Lula cobra provas, acusa Lava Jato de politização, mas contradiz seu instituto
Depoimento se deu em clima cordial, mas teve troca de farpas entre juiz e ex-presidente Petista está mais próximo de sentença na Lava Jato em ação que entra na reta final
O depoimento do ex-presidente Luiz Inácio Lula da Silva na qualidade de réu ao juiz Sérgio Moro durou cinco horas, num encontro cordial temperado com troca de farpas que foi usado pelo petista para demonstrar força política nas ruas de Curitiba e para consolidar sua defesa. Nos vídeos feitos públicos momentos depois do encontro, Lula acusou a força-tarefa do Ministério Público Federal na Lava Jato, com sede no Paraná, de querer "criminalizar a sua presidência", ainda por cima "sem provas", no processo que sustenta que ele aceitou da OAS uma reforma num triplex de luxo no Guarujá em troca de vantagens na Petrobras.

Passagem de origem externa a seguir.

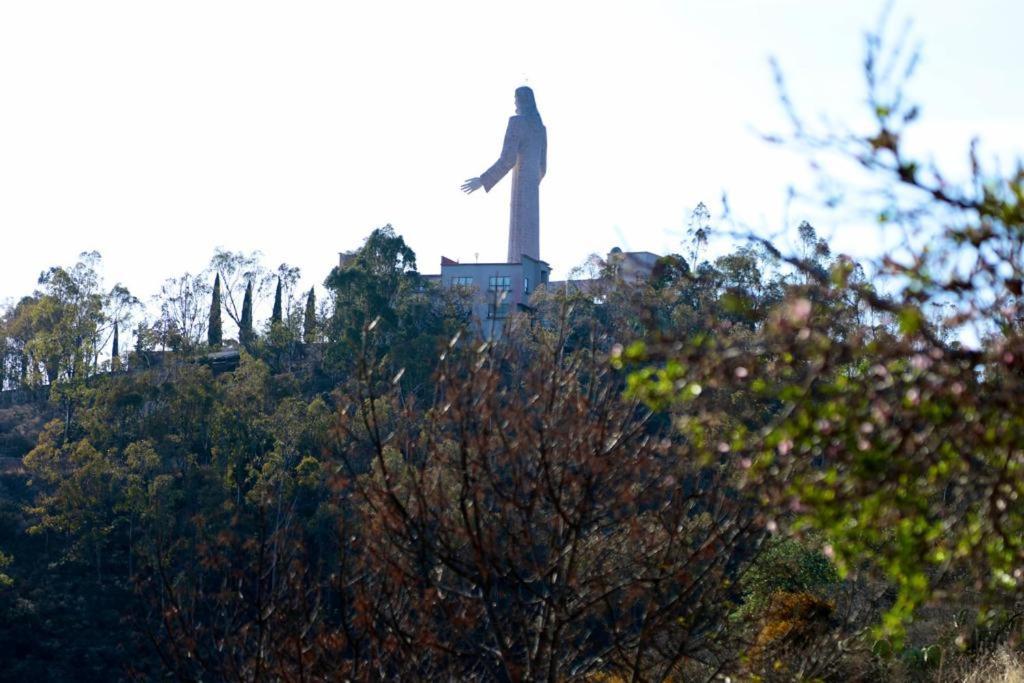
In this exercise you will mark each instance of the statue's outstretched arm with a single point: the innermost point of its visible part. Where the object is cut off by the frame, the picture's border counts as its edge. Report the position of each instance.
(510, 150)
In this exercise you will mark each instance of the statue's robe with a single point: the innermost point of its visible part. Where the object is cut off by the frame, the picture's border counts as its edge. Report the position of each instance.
(525, 152)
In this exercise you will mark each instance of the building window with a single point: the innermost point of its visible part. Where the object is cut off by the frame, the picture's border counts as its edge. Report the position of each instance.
(498, 310)
(499, 284)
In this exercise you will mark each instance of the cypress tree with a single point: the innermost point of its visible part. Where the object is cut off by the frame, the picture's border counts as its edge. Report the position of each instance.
(115, 351)
(309, 322)
(214, 334)
(276, 315)
(246, 324)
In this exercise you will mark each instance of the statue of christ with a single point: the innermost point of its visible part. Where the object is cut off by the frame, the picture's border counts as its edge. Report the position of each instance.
(525, 153)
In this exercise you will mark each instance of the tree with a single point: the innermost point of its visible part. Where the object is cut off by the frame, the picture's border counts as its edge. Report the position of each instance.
(276, 316)
(900, 441)
(309, 333)
(246, 335)
(214, 333)
(184, 314)
(535, 525)
(243, 276)
(115, 350)
(379, 287)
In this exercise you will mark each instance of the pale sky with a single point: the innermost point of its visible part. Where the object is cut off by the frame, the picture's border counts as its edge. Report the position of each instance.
(154, 132)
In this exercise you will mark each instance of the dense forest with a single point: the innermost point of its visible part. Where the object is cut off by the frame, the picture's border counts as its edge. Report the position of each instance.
(766, 465)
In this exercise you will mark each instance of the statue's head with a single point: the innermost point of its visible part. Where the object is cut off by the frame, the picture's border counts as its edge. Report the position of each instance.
(524, 102)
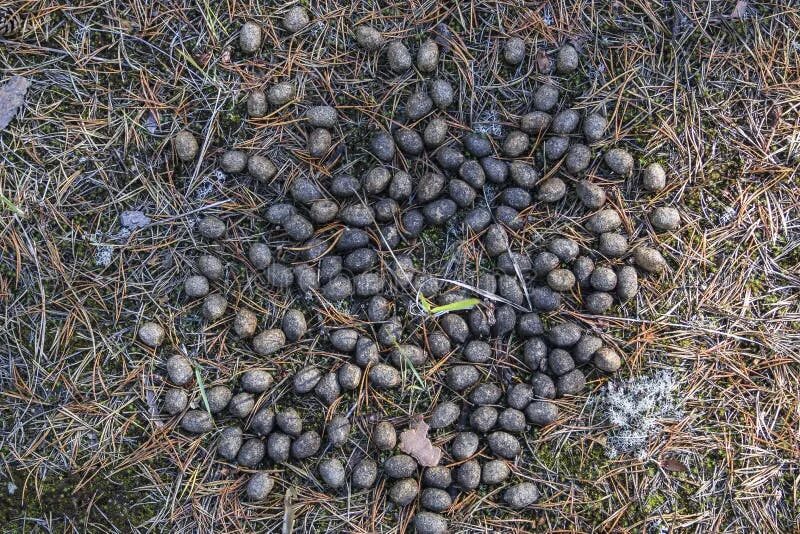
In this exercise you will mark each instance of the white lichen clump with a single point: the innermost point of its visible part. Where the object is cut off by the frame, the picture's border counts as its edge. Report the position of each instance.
(636, 408)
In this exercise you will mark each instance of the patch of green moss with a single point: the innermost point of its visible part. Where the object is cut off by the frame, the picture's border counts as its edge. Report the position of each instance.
(114, 502)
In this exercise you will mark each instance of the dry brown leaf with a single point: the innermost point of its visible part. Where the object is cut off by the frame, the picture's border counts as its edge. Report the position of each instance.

Questionado, o ex-presidente citou algumas vezes sua mulher Marisa, morta em fevereiro, como a interessada no imóvel. Negou ter discutido as melhorias e desmentiu uma nota de seu próprio instituto, de janeiro de 2016, que mencionou que as reformas seriam incluídas no preço final da unidade, se a família Lula decidisse adquiri-la.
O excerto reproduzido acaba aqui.